Como implementar a carga horária presencial na EaD – e vice-versa – de maneira eficiente
Em vigor há pouco mais de quatro anos, a Portaria n.º 2.117/2019 teve grande impacto no ensino superior brasileiro, ao estabelecer novos limites para a carga horária da educação a distância (EaD) em cursos presenciais. O percentual, que era de 20%, dobrou, sob a condição de que o conceito das graduações seja igual ou superior a 3 em determinados indicadores (a saber: metodologia, atividades de tutoria, e tecnologias de informação e comunicação).
Na teoria, a possibilidade de as instituições de ensino superior (IES) ministrarem até 40% de suas aulas presenciais no formato EaD – enquanto a educação a distância pode oferecer até 30% de sua carga horária em formato presencial – trouxe algumas vantagens para o setor privado.
Esse novo cenário se consolidou com a chegada da pandemia, quando o ensino híbrido ganhou popularidade.

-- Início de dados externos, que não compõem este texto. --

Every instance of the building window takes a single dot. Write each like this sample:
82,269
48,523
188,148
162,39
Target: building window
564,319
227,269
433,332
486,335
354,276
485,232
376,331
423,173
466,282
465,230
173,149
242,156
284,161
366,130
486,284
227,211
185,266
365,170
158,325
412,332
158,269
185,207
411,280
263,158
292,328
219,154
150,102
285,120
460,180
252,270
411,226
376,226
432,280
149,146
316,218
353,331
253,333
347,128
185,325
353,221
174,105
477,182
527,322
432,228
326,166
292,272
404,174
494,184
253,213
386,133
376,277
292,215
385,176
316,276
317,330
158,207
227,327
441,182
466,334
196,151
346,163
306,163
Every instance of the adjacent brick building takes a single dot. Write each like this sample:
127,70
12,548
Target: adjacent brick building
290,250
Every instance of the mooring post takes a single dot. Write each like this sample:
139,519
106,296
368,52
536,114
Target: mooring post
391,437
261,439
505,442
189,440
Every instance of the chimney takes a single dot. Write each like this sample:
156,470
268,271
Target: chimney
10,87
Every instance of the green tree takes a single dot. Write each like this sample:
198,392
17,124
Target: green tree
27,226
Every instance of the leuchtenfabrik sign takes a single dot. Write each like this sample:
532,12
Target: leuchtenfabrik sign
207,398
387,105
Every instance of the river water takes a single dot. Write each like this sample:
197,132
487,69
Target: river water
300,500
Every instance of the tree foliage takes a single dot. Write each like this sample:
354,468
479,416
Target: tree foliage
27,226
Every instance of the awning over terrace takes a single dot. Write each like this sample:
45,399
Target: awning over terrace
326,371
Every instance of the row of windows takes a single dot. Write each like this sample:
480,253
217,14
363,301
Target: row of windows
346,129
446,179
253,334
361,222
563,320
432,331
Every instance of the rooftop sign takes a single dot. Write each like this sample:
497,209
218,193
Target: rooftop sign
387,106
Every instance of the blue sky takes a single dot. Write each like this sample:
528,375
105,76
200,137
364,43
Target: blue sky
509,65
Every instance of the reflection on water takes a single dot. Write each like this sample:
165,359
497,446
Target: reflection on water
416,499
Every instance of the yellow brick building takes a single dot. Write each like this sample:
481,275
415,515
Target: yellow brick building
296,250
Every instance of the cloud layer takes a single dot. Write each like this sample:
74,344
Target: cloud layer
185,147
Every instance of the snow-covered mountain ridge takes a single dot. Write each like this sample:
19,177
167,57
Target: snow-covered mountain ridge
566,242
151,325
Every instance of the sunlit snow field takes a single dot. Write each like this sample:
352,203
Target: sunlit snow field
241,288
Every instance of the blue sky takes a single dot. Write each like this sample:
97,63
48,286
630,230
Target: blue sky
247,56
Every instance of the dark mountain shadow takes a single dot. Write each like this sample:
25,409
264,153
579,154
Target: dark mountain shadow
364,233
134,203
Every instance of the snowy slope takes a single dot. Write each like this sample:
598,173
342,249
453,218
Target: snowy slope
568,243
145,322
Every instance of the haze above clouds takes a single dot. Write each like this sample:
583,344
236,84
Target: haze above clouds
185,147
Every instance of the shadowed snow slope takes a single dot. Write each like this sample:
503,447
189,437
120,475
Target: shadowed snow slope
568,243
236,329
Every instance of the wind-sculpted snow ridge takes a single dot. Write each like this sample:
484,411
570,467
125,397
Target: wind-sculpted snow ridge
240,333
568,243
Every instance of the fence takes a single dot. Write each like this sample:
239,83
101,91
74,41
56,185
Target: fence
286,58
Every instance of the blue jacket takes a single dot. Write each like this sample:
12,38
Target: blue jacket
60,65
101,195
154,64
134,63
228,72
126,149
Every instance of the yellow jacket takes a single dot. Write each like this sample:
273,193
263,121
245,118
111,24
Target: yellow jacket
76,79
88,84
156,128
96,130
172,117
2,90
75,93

Mas o crescimento não se restringiu ao período de crise sanitária. Uma pesquisa recente encomendada pelo Google à Consultoria Educa Insights mostra que os brasileiros estão cada vez mais adaptados à modalidade. Cursos com carga horária remota, considerando EaD e semipresencial, já são os favoritos de 64% dos estudantes de graduação.
Mesmo diante desse interesse todo pela educação a distância, nem todas as IES conseguiram se adequar às mudanças estabelecidas pela portaria. Com isso, elas perdem uma excelente oportunidade de crescimento.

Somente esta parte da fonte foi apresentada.